I wish the Bruins well and I’m fond of some of the players in a detached sort of way but I’ll say this: Unless Kyle Snyder decides on an athletic change of career that involves wearing skates and carrying a stick, I’m fairly certain I’ve seen my last professional hockey game in person.
The seats were fabulous. FABULOUS. Six rows off the glass on one of the goals. So the action was coming toward us and going away from us instead of whipping past us from left to right and back again. Right there was a win. Visually, it was entertaining. The white ice with the players in black uniforms flying over them…it was a feast for the eyes. I’ve been to many hockey games (albeit long ago) and my memories of those games are similar to my memory of last night’s game. Not much about the game, more about individual players and what was going on AROUND the game. Visually it is stunning but I really never have gotten into the specifics of the game. I felt sorry for Tim Thomas losing and I was annoyed that the fans booed at the end of the game (not knowing hockey fan etiquette, is this something the fans always do? Are they booing the team that won, not their own team?) and those who stayed with two minutes to go and then suddenly decided the comeback was impossible so they bolted.

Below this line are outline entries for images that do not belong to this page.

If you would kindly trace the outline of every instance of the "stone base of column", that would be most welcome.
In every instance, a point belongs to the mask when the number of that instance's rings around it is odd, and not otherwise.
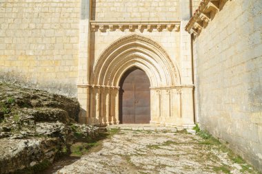
[[[186,129],[193,129],[196,124],[183,124],[183,127]]]

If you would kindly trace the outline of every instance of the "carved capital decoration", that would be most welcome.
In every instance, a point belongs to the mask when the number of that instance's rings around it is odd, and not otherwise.
[[[199,36],[228,0],[203,0],[185,26],[185,30]],[[212,17],[212,18],[211,18]],[[203,25],[205,24],[205,25]]]
[[[143,32],[145,28],[148,32],[152,32],[156,30],[159,32],[169,31],[173,30],[175,32],[179,32],[180,21],[90,21],[91,31],[95,32],[97,30],[101,32],[105,32],[108,30],[110,32],[114,31],[114,26],[118,26],[120,31],[123,32],[125,29],[130,32],[134,32],[138,30]]]
[[[119,29],[120,31],[123,31],[123,25],[119,25]]]
[[[133,30],[133,25],[129,25],[129,31],[132,32]]]
[[[110,32],[113,31],[114,30],[114,25],[109,25],[109,30]]]
[[[100,32],[103,31],[103,25],[99,25],[99,31]]]
[[[157,31],[161,32],[162,30],[161,25],[157,25]]]

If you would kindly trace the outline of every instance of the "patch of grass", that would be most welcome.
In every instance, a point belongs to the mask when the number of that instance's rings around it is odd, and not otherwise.
[[[120,129],[117,129],[117,128],[110,129],[110,133],[111,135],[114,135],[118,133],[119,131],[120,131]]]
[[[227,166],[225,164],[223,164],[221,166],[214,166],[213,171],[216,173],[219,172],[223,172],[223,173],[230,173],[230,168],[229,166]]]
[[[161,144],[161,145],[163,146],[169,146],[169,145],[171,145],[171,144],[178,144],[179,143],[177,142],[173,142],[173,141],[170,141],[170,140],[168,140],[168,141],[166,141],[165,142],[163,142],[163,144]]]
[[[3,102],[0,102],[0,111],[3,114],[8,114],[10,112],[10,108],[6,105],[6,103]]]
[[[14,174],[34,174],[39,173],[40,171],[42,171],[48,168],[51,165],[48,160],[44,160],[38,164],[36,164],[32,167],[26,168],[22,170],[19,170],[13,173]]]
[[[183,134],[188,134],[188,132],[186,131],[186,129],[182,129],[180,131],[177,131],[177,133],[183,133]]]
[[[85,143],[77,142],[70,146],[71,156],[82,156],[88,152],[91,147],[97,146],[97,142]]]
[[[156,145],[156,144],[147,145],[146,147],[148,147],[150,149],[161,149],[159,145]]]
[[[204,141],[200,142],[199,144],[205,145],[219,145],[221,144],[221,142],[217,139],[211,136],[209,138],[205,139]]]
[[[85,136],[85,135],[83,135],[81,132],[74,132],[74,136],[77,138],[77,139],[80,139],[80,138],[82,138],[83,137]]]
[[[15,121],[15,122],[18,122],[18,121],[19,121],[19,120],[20,120],[20,116],[19,116],[19,115],[18,115],[18,114],[15,114],[15,115],[14,115],[14,116],[13,116],[13,120],[14,120],[14,121]]]

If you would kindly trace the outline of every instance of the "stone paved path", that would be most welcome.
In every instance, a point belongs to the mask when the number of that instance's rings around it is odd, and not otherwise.
[[[54,173],[258,173],[204,141],[188,133],[121,130],[99,151]]]

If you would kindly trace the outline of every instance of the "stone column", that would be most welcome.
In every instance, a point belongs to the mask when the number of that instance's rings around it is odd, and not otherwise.
[[[95,118],[94,124],[100,125],[100,87],[95,89]]]
[[[105,118],[106,124],[109,125],[110,123],[110,88],[105,89]]]
[[[174,126],[182,129],[181,89],[180,88],[172,88],[172,120]]]
[[[90,88],[90,108],[89,108],[89,118],[88,118],[88,124],[94,124],[94,87]]]
[[[114,105],[115,105],[115,91],[114,88],[110,88],[110,124],[114,124],[115,122],[115,109],[114,109]]]
[[[161,89],[161,124],[166,124],[170,119],[170,89]]]
[[[159,89],[155,88],[150,88],[150,124],[159,123]]]
[[[102,125],[106,125],[106,103],[105,103],[105,96],[106,96],[106,88],[105,87],[103,87],[101,88],[101,120]]]
[[[193,87],[182,87],[182,119],[183,127],[191,129],[195,126],[194,118]]]
[[[92,0],[82,0],[81,5],[81,19],[79,21],[79,73],[77,80],[77,98],[81,109],[79,115],[80,123],[89,122],[89,50],[90,31],[89,21],[91,17]],[[85,89],[84,89],[84,88]]]
[[[181,62],[181,84],[192,84],[192,61],[191,35],[185,30],[191,17],[190,1],[180,0],[180,60]]]
[[[115,109],[115,119],[116,122],[115,123],[117,124],[119,124],[119,89],[116,88],[116,96],[115,96],[115,105],[114,105],[114,109]]]
[[[77,98],[80,103],[79,123],[88,123],[90,89],[88,86],[77,87]]]

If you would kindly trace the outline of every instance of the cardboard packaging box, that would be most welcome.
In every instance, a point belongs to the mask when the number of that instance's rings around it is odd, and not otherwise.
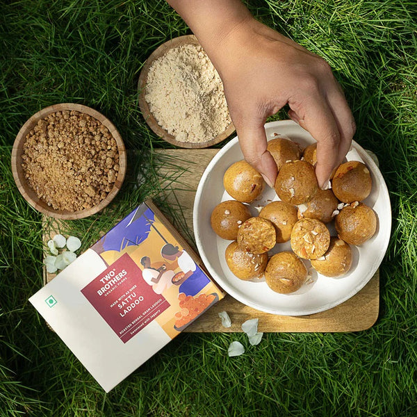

For me, the thing I can’t get past, is not only the acceptance but the encouragement of violence. Before each period of the game, the video board showed footage of the team along with the heart-pounding music, to get the fans into it. (That alone struck me odd…we already did that before the game began…it was like celebrating three mini-games instead of one full game.) Every other clip (and in some instances, EVERY clip) was of a fight or a really hard hit. The fans, of course, were going crazy and it was obvious that the mission of the videos was clear: Get as angry and worked up about this as possible. I have a hard time getting excited at the prospect of guys taking the ice in anticipation of fighting. It’s something I can’t wrap my mind around. I know many hockey fans will tell me either I’m too soft or I don’t get that fighting is a huge part of hockey. Maybe so. But the violent images being flashed on a giant screen all night only served to make me uncomfortable with the people around me screaming for blood.
As Red Sox fans we can point to the ARod/Tek fight from 2004 as being a bit inspirational for the team and for what happened that year. But Jason Varitek has spent years separating himself from that, insisting he was wrong to get into it and refusing to sign photos of it. The fights are few and far between in baseball (and most of them not really fights anyway) and last night made me grateful for that.
My parents have always been Boston-based sports fans. Along with trips to Fenway, my father courted my mother by taking her to Bruins and Celtics games as well. I remember many nights when I was very young, sneaking into my parents room while my mother slept and my father watched the Bruins on his small black and white television and just adoring Brad Park. Hell, I watched every game the US Hockey team played in 1980, not just the “miracle” game. So even last night I had some nostalgia for those days and I could see myself becoming attached to players if I truly followed the games. But I don’t ever see myself becoming attached to the game itself like I was when I was younger.
That isn’t to say I wasn’t happy for the experience. Great seats, great company and a fun night out. The Garden is visually stunning (although I have to admit I feel no connection to it the way I did with the “old” Garden), a beautiful place to see an event. I’ll just stick to the Celtics being my sporting event of choice there.
You haven’t lost me Red Sox. Certainly not to hockey!